Personne ne dira le contraire : les antibiotiques sont des médicaments précieux. Depuis la découverte de la pénicilline, au cours de la Seconde Guerre mondiale, ils ont permis de sauver des millions de vie. Mais ce sont aussi des médicaments dont les effets secondaires, sur le long terme, restent mal connus.
L’étude menée au Canada par une chercheuse belge, le Dr Sophie Leclercq (Université Catholique de Louvain), éclaire d’un jour nouveau les effets que ces médicaments peuvent avoir sur la santé. Elle montre que l’administration d’antibiotiques chez une future mère, ainsi que chez une mère qui allaite, peut modifier durablement le comportement de son petit.
La piste du microbiote
« Mais attention ! », met en garde Sophie Leclercq, docteure en sciences biomédicales. « Mon étude ne porte que sur des souris. Ce qu’elle révèle ne doit pas être transposé tel quel à l’être humain ».

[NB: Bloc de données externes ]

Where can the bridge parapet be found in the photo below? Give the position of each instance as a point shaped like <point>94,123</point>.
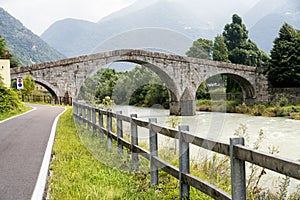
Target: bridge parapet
<point>182,75</point>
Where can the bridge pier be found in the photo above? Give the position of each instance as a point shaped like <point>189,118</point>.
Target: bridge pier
<point>185,107</point>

On sait que la modification du microbiote intestinal peut avoir un impact sur notre santé. « L’administration d’antibiotiques tôt dans la vie peut ainsi entraîner une augmentation du risque de développer une obésité », explique la Chargée de Recherche du F.R.S-FNRS, désormais attachée au laboratoire du Pr Nathalie Delzenne (UCL).

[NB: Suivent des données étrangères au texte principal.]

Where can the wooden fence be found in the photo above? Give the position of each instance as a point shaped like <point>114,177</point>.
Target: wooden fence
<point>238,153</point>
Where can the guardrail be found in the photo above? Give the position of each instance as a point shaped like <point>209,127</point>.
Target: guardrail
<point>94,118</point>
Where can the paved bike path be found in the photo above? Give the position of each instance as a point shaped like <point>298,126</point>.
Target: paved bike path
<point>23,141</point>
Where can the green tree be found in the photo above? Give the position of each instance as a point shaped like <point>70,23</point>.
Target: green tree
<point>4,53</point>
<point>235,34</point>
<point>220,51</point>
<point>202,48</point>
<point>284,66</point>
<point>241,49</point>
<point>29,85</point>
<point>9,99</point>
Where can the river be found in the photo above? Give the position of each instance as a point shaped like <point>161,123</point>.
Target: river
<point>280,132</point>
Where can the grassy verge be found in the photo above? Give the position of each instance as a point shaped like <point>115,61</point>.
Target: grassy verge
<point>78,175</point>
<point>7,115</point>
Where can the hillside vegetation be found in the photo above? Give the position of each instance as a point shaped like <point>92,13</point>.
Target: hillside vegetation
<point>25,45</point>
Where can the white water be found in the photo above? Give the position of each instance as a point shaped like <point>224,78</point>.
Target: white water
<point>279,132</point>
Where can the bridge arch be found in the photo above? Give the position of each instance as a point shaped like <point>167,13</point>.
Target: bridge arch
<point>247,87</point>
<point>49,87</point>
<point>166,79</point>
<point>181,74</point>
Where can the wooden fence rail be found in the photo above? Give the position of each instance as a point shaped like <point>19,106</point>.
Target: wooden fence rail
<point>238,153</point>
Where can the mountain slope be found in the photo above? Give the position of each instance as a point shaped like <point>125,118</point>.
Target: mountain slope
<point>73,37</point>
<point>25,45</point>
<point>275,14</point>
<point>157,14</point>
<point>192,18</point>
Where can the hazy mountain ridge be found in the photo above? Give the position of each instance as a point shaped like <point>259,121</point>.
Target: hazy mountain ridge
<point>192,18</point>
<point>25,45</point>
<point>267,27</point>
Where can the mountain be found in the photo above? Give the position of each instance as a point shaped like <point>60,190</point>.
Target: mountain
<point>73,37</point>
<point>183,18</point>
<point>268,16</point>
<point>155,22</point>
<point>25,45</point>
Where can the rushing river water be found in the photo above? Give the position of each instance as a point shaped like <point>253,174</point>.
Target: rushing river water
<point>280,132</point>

« On sait aussi qu’une administration précoce d’antibiotiques a un impact sur l’apparition d’allergies : un problème lié au fonctionnement de notre système immunitaire. Et que ces altérations peuvent à leur tour avoir un impact sur le comportement. Ce que nous avons voulu déterminer cette fois, sur la souris, c’est dans quelle mesure une exposition à de faibles doses d’antibiotiques pouvait également avoir ce genre d’impact ».

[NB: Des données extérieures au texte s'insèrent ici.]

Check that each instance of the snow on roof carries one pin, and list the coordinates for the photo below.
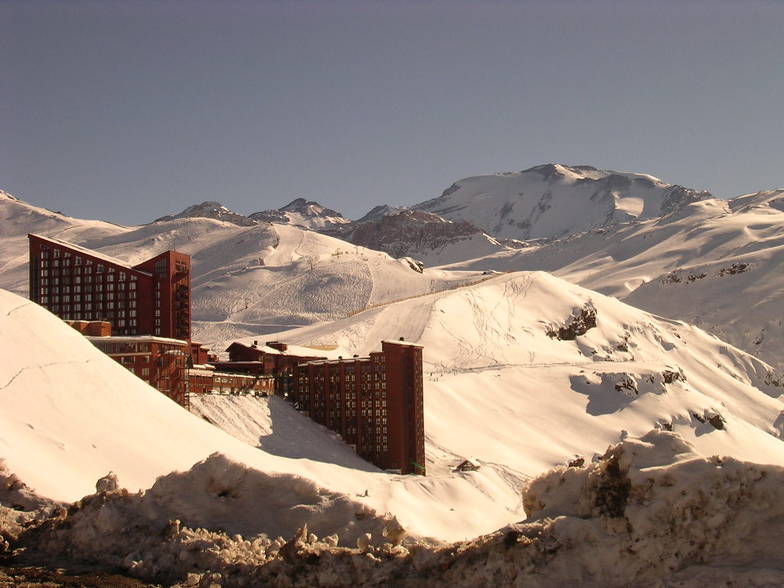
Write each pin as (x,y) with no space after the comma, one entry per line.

C’est lors de son postdoctorat à l’Université McMaster d’Hamilton (Canada), la chercheuse a travaillé sur des souris enceintes et sur des souriceaux.
Un comportement altéré qui persiste jusqu’à l’âge adulte
« La grossesse chez la souris dure 21 jours », rappelle-t-elle. « À une semaine de la naissance, nous avons administré de la pénicilline aux futures mères. De même, après la naissance des petits, nous avons également administré cet antibiotique aux jeunes mères pendant qu’elles allaitaient ». Les doses d’antibiotiques qui sont passées aux souriceaux étaient donc minimes : soit par le placenta, soit par le lait maternel.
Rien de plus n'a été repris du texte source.